Muse was the day's guest lecturer for the Kenai Fishing Academy, a weeklong class offered four times per summer by Kenai Peninsula College, a branch of the University of Alaska Anchorage.

Now in its third year, the school is aimed at fishing novices or anglers new to Alaska who want to avoid learning the traditional way - reading how-to books, trolling for tips from salesmen at sporting goods stores, pestering friends to accompany them on outings.

Fishing school was the brainchild of Gary Turner, director of the college and an avid fishermen who helps teach classes. Too many people told him, "I've been up here X number of years and I've never caught a king salmon," Turner said.

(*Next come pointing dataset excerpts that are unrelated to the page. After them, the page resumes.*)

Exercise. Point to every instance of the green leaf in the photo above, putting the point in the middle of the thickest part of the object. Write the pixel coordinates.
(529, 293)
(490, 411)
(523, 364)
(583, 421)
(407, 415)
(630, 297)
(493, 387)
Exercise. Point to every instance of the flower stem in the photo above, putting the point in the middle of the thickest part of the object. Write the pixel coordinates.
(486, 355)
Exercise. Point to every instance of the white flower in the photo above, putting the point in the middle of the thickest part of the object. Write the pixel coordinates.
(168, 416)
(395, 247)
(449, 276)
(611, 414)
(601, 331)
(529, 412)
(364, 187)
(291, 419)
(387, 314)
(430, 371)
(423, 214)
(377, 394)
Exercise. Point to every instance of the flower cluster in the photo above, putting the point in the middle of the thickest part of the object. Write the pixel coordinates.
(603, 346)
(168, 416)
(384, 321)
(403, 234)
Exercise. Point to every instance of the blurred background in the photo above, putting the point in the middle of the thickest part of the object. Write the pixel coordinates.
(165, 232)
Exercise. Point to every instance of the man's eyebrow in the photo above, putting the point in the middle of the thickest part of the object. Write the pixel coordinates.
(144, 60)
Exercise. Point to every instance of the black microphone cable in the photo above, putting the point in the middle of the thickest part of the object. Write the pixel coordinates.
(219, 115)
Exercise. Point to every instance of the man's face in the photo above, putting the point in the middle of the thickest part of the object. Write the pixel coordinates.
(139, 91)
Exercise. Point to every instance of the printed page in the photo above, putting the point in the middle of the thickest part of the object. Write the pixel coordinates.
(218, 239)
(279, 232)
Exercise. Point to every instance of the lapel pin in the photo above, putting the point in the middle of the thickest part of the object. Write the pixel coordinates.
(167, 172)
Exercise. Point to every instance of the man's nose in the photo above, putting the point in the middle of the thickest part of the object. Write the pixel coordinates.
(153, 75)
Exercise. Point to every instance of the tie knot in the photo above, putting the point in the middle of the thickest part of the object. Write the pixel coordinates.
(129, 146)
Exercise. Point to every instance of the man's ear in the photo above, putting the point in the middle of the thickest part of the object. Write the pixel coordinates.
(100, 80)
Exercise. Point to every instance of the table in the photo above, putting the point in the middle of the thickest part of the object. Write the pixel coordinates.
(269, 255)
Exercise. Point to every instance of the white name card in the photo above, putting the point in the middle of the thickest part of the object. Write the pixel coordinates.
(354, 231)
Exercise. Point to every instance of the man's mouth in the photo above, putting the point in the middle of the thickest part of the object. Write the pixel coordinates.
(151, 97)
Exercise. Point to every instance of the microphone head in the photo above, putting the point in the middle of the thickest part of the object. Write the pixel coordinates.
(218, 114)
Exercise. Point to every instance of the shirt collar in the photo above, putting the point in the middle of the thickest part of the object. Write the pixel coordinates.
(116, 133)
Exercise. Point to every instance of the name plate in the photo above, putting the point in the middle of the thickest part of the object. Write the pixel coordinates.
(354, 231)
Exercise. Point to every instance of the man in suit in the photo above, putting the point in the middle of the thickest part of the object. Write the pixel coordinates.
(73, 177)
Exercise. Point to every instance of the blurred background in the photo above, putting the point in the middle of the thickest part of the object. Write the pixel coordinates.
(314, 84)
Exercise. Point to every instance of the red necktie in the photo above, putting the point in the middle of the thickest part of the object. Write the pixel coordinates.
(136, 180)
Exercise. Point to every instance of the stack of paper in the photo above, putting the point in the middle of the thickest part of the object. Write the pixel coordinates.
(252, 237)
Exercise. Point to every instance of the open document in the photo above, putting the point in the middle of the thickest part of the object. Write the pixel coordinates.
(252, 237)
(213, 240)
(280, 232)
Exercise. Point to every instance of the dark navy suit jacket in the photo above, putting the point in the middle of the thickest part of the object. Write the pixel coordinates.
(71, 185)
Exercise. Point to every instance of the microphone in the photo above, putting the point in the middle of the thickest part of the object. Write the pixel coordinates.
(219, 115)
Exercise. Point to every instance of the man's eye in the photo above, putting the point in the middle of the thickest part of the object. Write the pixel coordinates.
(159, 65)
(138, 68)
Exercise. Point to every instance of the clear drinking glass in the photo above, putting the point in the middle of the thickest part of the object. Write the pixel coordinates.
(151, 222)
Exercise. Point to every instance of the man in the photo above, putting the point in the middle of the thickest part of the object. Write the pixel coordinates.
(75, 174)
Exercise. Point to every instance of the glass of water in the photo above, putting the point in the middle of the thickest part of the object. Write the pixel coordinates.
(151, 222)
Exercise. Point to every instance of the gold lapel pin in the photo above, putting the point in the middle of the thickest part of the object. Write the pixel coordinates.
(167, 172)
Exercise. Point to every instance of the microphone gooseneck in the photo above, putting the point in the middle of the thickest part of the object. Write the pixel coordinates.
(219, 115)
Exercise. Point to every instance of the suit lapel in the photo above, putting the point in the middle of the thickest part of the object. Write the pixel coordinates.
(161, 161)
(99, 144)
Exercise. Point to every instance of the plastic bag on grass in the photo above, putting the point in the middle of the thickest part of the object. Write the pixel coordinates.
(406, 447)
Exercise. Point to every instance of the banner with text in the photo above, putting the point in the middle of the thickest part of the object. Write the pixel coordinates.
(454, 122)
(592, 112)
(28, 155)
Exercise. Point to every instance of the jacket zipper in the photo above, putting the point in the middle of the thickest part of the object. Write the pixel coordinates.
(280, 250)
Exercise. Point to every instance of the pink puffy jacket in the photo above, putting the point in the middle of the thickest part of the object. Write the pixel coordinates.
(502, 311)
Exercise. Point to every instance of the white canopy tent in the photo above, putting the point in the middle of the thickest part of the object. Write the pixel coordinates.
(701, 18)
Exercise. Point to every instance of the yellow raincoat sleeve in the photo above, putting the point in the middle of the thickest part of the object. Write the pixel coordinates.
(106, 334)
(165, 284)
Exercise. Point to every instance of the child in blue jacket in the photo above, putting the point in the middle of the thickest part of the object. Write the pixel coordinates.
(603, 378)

"I thought, we need to educate people and teach them how to fish," Turner said. "It just seemed natural."

The college in Kenai, a town of nearly 7,000 about 155 road miles southwest of Anchorage, takes up 900 feet of riverbank on the Kenai River and its world-class rainbow trout and king, sockeye and silver salmon.

The class is noncredit and fees pay its costs.

"We're trying to push our education mission to meet the avocations of people, or their external interests," Turner said.

Turner turned the idea over to Dave Atcheson, the college's night class coordinator. He is the author of a book on Kenai Peninsula fishing and a former Department of Fish and Game technician who had walked the watershed tagging fish. Atcheson assembled friends, guides and local experts to put on a week's worth of classes and outings.

For about $1,100 - $300 more with food and housing - the college offers 20 hours of classroom time with field trips that include flying to a remote lake, an excursion to the ocean or a float trip down the Kenai River. The tuition is in the price range of what booking individual day trips would cost, Atcheson said.

"I think for what they get, it's quite a lot," Atcheson said.

Some students sign up to fill their coolers with fish but the class is more about learning than catching, he said.

"The idea is to teach people how to fish, but also to teach them all that goes along with being a good steward of the land and resource," Atcheson said.

In the general fishing class, students backtroll for king salmon, bounce herring off the ocean floor for halibut and fling spinners for trout.

In the fly fishing class, students learn the basics of casting and fly selection, then try to catch sockeye salmon, rainbow trout or Dolly Varden in streams, rivers and lakes.